Dès février, la CSI n’a eu cesse de dénoncer la répression et de soutenir son organisation affiliée la GFBTU, notamment lors de ces appels à la grève.
Le 7 avril, la CSI a adressé une lettre de protestation au souverain bahreïni pour que cesse la répression antisyndicale et les licenciements abusifs.
Le 16 avril, le secrétaire général adjoint de la CSI, Jaap Wienen, s’est rendu en mission urgente au Bahreïn, en solidarité avec le mouvement syndical victime d’attaques virulentes. Il a lancé un appel à la communauté internationale en faveur du respect des droits fondamentaux de la main-d’œuvre bahreïnie, y compris les droits syndicaux.
La communauté syndicale internationale s’est également mobilisée par le biais de l’appel lancé le 19 avril sur Labourstart (www.labourstart.org).

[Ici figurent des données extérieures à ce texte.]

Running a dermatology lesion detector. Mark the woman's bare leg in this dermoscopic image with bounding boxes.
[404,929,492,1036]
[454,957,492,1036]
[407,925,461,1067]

Le 26 mai, la secrétaire générale de la CSI, Sharon Burrow, a conduit une délégation syndicale internationale à l’ambassade du Bahreïn a Bruxelles pour y délivrer une lettre de protestation appelant les autorités à mettre un terme à la répression violente contre les syndicats, à réintégrer les travailleurs licenciés et à libérer prisonniers politiques.
A la Conférence internationale du Travail en juin à Genève, le mouvement syndical international a à nouveau dénoncé les graves violations des droits syndicaux au Bahreïn. Le 17 juin, suite à une plainte introduite par la centrale syndicale américaine (AFL-CIO) pour violation de l’accord de libre-échange américano-bahreïni en matière de droits au travail, Le département du Travail américain a ouvert une enquête.
Le 20 juin, le directeur général du Bureau international du Travail (BIT), Juan Somavia, a condamné ces menaces, qu’il a qualifiées d « acte d’intimidation », et demandé au gouvernement de tout mettre en œuvre pour que cet appel des milieux d’affaires soit retiré et pour favoriser le dialogue social et la réintégration des travailleurs licenciés, tout en assurant la sécurité et la protection des dirigeants syndicaux.